Oxaliplatin triggers necrosis as well as apoptosis in gastric cancer SGC-7901 cells

https://doi.org/10.1016/j.bbrc.2015.03.003Get rights and content

Highlights

  • Oxaliplatin induces apoptotic and necrotic cell death.

  • Nec-1 can inhibit oxaliplatin-induced cell death nearly completely.

  • RIP3 and its downstream components are not involved in this process.

  • PARP-1 overactivation-mediated energy depletion, H2AX phosphorylation and AIF translocation are crucial for this cell death.

Abstract

Intrinsic apoptotic pathway is considered to be responsible for cell death induced by platinum anticancer drugs. While in this study, we found that, necrosis is an indispensable pathway besides apoptosis in oxaliplatin-treated gastric cancer SGC-7901 cells. Upon exposure to oxaliplatin, both apoptotic and necrotic features were observed. The majority of dead cells were double positive for Annexin V and propidium iodide (PI). Moreover, mitochondrial membrane potential collapsed and caspase cascades were activated. However, ultrastructural changes under transmission electron microscope, coupled with the release of cellular contents, demonstrated the rupture of the plasma membrane. Oxaliplatin administration did not stimulate reactive oxygen species (ROS) production and autophagy, but elevated the protein level of Bmf. In addition, receptor interacting protein 1 (RIP1), but not receptor interacting protein 3 (RIP3) and its downstream components participated in this death process. Necrostatin-1 (Nec-1) blocked oxaliplatin-induced cell death nearly completely, whereas z-VAD-fmk could partially suppress cell death. Oxaliplatin treatment resulted in poly(ADP-ribose) polymerase-1 (PARP-1) overactivation, as indicated by the increase of poly(ADP-ribose) (PAR), which led to NAD+ and ATP depletion. PARP-1 inhibitor, olaparib, could significantly block oxaliplatin-induced cell death, thus confirming that PARP-1 activation is mainly responsible for the cytotoxicity of oxaliplatin. Phosphorylation of H2AX at Ser139 and translocalization of apoptosis-inducing factor (AIF) are critical for this death process. Taken together, these results indicate that oxaliplatin can bypass canonical cell death pathways to kill gastric cancer cells, which may be of therapeutic advantage in the treatment of gastric cancer.

Introduction

Programmed cell death (PCD) is a ubiquitous process to sustain tissue homeostasis and health, and evading PCD is one of the hallmarks of cancer. Conversely, inducing cell death by pharmacological means is the basis of cancer therapy. Unquestionably, apoptosis is the best-characterized form of PCD. However, over the past decade, extensive studies have uncovered a growing number of non-apoptotic cell death pathways, such as lysosomal-mediated cell death, autophagic cell death and necroptosis.

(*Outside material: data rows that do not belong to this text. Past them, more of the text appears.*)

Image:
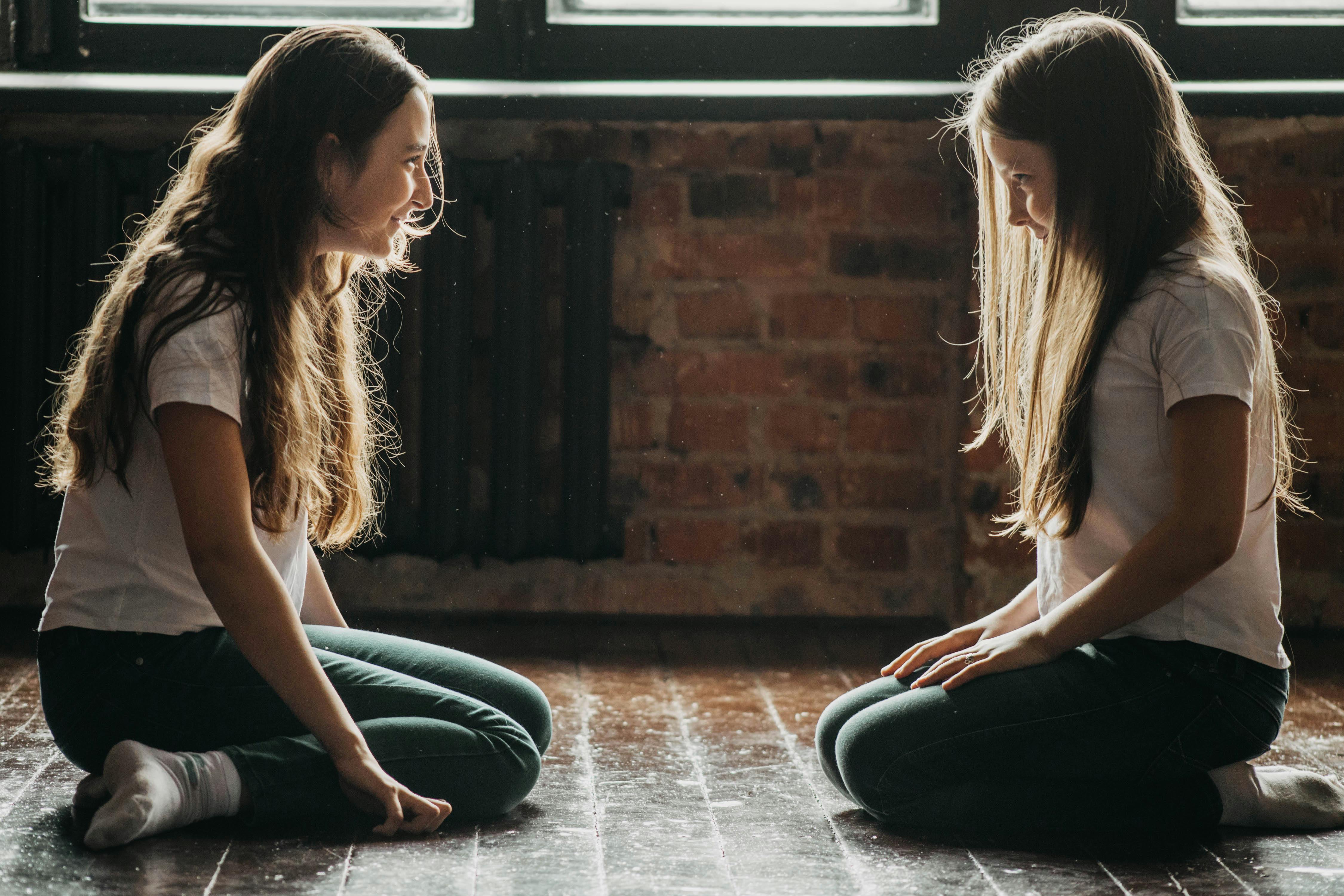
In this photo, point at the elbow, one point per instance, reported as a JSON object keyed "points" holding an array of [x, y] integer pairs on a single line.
{"points": [[1213, 544], [211, 559]]}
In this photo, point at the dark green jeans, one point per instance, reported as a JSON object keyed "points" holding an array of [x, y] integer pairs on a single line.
{"points": [[1115, 737], [444, 723]]}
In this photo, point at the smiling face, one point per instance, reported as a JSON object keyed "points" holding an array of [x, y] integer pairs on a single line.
{"points": [[373, 203], [1027, 171]]}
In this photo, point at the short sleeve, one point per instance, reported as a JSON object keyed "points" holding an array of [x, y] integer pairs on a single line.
{"points": [[1208, 349], [202, 365]]}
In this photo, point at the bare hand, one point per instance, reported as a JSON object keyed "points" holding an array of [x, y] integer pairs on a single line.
{"points": [[943, 645], [1018, 649], [373, 790]]}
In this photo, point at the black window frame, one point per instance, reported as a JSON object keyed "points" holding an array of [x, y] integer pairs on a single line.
{"points": [[511, 39]]}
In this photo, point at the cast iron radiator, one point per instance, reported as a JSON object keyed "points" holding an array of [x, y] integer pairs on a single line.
{"points": [[62, 211]]}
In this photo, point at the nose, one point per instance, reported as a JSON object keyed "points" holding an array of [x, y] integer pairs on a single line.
{"points": [[424, 197]]}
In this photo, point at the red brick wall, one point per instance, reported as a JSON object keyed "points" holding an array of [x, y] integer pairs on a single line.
{"points": [[1292, 177], [787, 403]]}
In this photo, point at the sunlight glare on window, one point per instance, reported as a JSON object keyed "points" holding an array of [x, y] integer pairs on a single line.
{"points": [[744, 13], [1260, 13], [404, 14]]}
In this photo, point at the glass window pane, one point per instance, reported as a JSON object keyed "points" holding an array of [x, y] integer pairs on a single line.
{"points": [[1260, 13], [744, 13], [405, 14]]}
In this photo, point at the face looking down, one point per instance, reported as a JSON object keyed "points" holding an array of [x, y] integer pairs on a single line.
{"points": [[374, 202], [1027, 171]]}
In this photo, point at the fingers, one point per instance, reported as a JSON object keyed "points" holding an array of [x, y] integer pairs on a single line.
{"points": [[967, 673], [928, 651], [396, 819], [428, 813], [944, 670]]}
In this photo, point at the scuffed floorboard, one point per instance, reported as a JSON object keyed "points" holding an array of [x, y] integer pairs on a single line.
{"points": [[682, 762]]}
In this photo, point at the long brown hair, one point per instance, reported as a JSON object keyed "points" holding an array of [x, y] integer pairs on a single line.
{"points": [[1135, 182], [314, 394]]}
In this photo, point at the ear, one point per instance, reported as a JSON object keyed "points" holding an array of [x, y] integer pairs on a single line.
{"points": [[332, 164]]}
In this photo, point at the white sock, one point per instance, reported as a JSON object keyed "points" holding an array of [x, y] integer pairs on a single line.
{"points": [[1279, 797], [152, 792]]}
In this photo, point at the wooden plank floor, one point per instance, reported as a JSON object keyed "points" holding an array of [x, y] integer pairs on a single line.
{"points": [[683, 763]]}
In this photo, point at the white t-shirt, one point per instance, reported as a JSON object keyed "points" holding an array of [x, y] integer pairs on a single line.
{"points": [[122, 561], [1185, 338]]}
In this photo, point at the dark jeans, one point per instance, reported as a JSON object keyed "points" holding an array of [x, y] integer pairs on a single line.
{"points": [[1113, 737], [444, 723]]}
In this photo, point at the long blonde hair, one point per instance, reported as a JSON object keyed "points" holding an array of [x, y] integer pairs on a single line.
{"points": [[314, 397], [1135, 182]]}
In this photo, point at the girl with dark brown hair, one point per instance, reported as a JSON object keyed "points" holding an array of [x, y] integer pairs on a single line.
{"points": [[1128, 366], [221, 417]]}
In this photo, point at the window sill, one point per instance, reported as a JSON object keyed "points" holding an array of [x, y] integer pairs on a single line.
{"points": [[52, 92]]}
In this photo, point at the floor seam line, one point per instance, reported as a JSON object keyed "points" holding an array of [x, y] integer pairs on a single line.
{"points": [[345, 871], [851, 862], [1236, 876], [1123, 889], [585, 746], [220, 867], [18, 796], [685, 727], [984, 872]]}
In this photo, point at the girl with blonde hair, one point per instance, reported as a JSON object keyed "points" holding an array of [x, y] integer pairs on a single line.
{"points": [[221, 417], [1127, 363]]}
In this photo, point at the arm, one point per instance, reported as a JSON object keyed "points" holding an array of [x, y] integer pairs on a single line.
{"points": [[319, 605], [1210, 456], [203, 453]]}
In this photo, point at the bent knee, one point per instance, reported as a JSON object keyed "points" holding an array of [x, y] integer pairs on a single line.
{"points": [[829, 730], [513, 786], [536, 714]]}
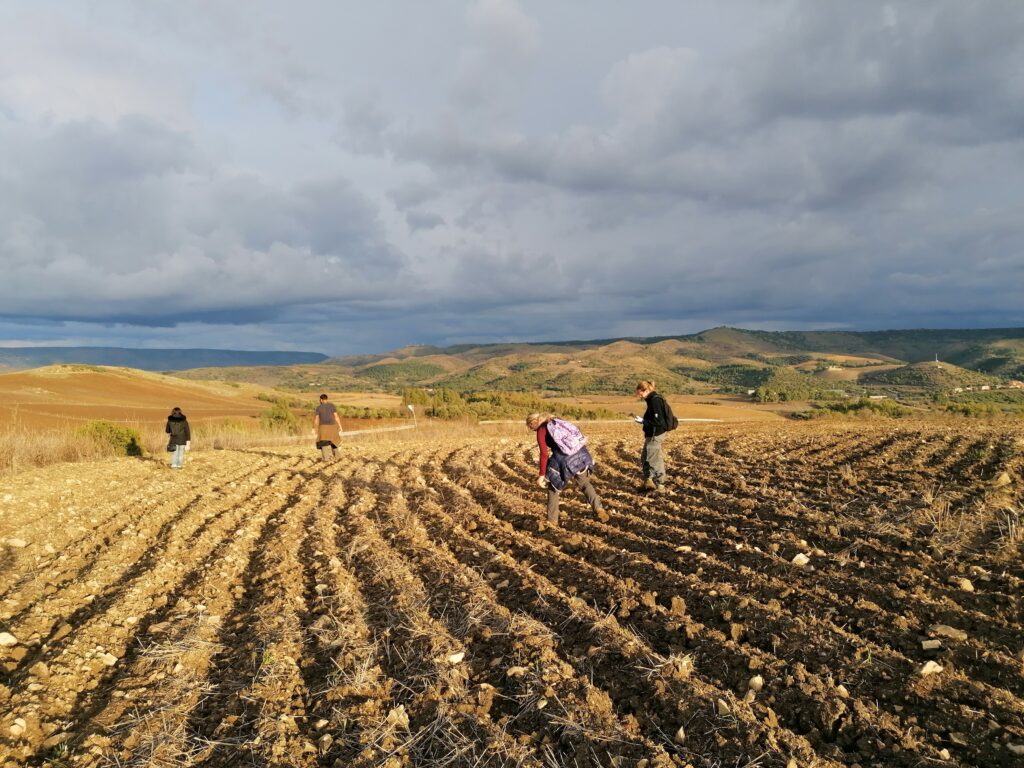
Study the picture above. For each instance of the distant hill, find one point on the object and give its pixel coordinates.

Necrosis, which was thought to be a passive event as a result of overwhelming insults, may be executed through a regulated mechanism termed necroptosis or programmed necrosis. Several stimuli can trigger the necrotic response, such as cytokines, pathogen, alkylating DNA damage, excitotoxins or irradiation [1]. Nowadays the most extensively studied models are tumor necrosis factor-α (TNF-α)-induced receptor interacting protein 1 (RIP1)/receptor interacting protein 3 (RIP3)-dependent pathway and N-methyl-N′-nitro-N-nitrosoguanidine (MNNG)-induced poly(ADP-ribose) polymerase-1 (PARP-1) pathway.

Stimulation with TNF-α leads to the activation of RIP1, then RIP3 is recruited to RIP1, the two kinases phosphorylate each other [2]. Necrostatin-1 (Nec-1), a small-molecule inhibitor of necroptosis, is a selective inhibitor of RIP1 kinase [3]. RIP3 in turn phosphorylates mixed lineage kinase domain-like protein (MLKL) [4]. RIP1, RIP3 and MLKL are the core components of the necrosome. Downstream of the necrosome are phosphoglycerate mutase family member 5 (PGAM5), which specifically associates with the necrosome, resulting in PGAM5 phosphorylation and activation. PGAM5 recruits the mitochondrial fission factor dynamin-related protein 1 (Drp1) and activates its GTPase activity by dephosphorylating Drp1. Drp1 activation caused mitochondrial fragmentation and eventually, necroptosis [5].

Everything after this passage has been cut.